Why do I see a large performance hit with DRBD?

Question

I see a much larger performance hit with DRBD than their user manual says I should get. I'm using DRBD 8.3.7 (Fedora 13 RPMs).

I've setup a DRBD test and measured throughput of disk and network without DRBD:

dd if=/dev/zero of=/data.tmp bs=512M count=1 oflag=direct
536870912 bytes (537 MB) copied, 4.62985 s, 116 MB/s

/ is a logical volume on the disk I'm testing with, mounted without DRBD

iperf:

[  4]  0.0-10.0 sec  1.10 GBytes   941 Mbits/sec

According to Throughput overhead expectations, the bottleneck would be whichever is slower, the network or the disk and DRBD should have an overhead of 3%. In my case network and I/O seem to be pretty evenly matched. It sounds like I should be able to get around 100 MB/s.

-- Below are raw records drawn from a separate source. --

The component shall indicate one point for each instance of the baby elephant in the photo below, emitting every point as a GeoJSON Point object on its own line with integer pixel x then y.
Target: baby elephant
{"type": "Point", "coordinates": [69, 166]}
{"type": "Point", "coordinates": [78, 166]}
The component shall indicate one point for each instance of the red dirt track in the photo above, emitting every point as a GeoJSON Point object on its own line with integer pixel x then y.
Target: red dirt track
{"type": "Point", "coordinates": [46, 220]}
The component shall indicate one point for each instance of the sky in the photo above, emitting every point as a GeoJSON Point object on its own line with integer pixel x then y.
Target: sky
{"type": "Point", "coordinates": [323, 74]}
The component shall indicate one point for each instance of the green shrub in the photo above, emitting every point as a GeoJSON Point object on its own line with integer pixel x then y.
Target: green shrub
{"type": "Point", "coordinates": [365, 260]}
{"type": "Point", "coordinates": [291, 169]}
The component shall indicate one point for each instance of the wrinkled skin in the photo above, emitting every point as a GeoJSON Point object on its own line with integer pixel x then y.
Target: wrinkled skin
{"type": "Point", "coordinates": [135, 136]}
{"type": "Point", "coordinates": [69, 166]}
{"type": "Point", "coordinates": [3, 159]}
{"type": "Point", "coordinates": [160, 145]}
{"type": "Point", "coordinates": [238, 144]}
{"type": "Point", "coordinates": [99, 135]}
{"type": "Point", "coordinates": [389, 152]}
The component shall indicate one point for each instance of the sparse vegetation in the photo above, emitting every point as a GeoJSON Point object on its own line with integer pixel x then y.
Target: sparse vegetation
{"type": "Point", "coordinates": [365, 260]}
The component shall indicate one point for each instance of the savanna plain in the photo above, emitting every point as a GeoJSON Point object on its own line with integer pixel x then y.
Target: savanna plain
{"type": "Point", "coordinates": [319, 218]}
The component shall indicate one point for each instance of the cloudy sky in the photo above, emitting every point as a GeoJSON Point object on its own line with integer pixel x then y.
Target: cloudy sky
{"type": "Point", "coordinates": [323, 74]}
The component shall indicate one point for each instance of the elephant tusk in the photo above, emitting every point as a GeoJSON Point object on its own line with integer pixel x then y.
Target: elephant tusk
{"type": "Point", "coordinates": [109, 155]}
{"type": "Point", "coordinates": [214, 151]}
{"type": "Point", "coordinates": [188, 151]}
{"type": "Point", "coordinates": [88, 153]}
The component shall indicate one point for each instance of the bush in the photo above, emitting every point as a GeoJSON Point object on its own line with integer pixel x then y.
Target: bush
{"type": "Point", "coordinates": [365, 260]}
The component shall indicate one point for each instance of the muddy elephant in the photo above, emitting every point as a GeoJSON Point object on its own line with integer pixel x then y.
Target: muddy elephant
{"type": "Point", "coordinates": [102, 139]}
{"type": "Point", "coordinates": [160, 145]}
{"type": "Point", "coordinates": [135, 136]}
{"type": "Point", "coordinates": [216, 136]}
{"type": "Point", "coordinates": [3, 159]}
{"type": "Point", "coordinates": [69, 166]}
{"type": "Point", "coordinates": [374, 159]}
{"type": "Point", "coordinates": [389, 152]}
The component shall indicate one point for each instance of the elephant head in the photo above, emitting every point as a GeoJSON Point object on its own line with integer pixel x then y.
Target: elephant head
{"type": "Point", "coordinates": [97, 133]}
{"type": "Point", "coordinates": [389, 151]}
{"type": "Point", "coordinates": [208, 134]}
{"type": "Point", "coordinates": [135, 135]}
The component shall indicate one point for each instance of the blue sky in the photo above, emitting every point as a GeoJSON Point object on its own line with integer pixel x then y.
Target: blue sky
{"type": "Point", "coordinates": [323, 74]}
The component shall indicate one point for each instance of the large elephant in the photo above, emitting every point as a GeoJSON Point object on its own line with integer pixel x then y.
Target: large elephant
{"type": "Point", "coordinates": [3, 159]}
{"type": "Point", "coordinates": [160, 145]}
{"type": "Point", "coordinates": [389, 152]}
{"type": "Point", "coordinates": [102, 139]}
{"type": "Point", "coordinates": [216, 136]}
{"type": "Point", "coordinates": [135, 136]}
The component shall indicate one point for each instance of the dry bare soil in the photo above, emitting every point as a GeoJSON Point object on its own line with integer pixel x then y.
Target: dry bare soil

So, with the raw drbd device, I get

dd if=/dev/zero of=/dev/drbd2 bs=512M count=1 oflag=direct
536870912 bytes (537 MB) copied, 6.61362 s, 81.2 MB/s

which is slower than I would expect. Then, once I format the device with ext4, I get

dd if=/dev/zero of=/mnt/data.tmp bs=512M count=1 oflag=direct
536870912 bytes (537 MB) copied, 9.60918 s, 55.9 MB/s

This doesn't seem right. There must be some other factor playing into this that I'm not aware of.

global_common.conf

global {
usage-count yes;
}

common {
protocol C;
}

syncer {
al-extents 1801;
rate 33M;
}

data_mirror.res

resource data_mirror {
    device /dev/drbd1;
    disk   /dev/sdb1;

    meta-disk internal;

    on cluster1 {
       address 192.168.33.10:7789;
    }

    on cluster2 {
       address 192.168.33.12:7789;
    }
}

For the hardware I have two identical machines:

6 GB RAM
Quad core AMD Phenom 3.2Ghz
Motherboard SATA controller
7200 RPM 64MB cache 1TB WD drive

The network is 1Gb connected via a switch. I know that a direct connection is recommended, but could it make this much of a difference?

Edited

I just tried monitoring the bandwidth used to try to see what's happening. I used ibmonitor and measured average bandwidth while I ran the dd test 10 times. I got:

avg ~450Mbits writing to ext4
avg ~800Mbits writing to raw device

It looks like with ext4, drbd is using about half the bandwidth it uses with the raw device so there's a bottleneck that is not the network.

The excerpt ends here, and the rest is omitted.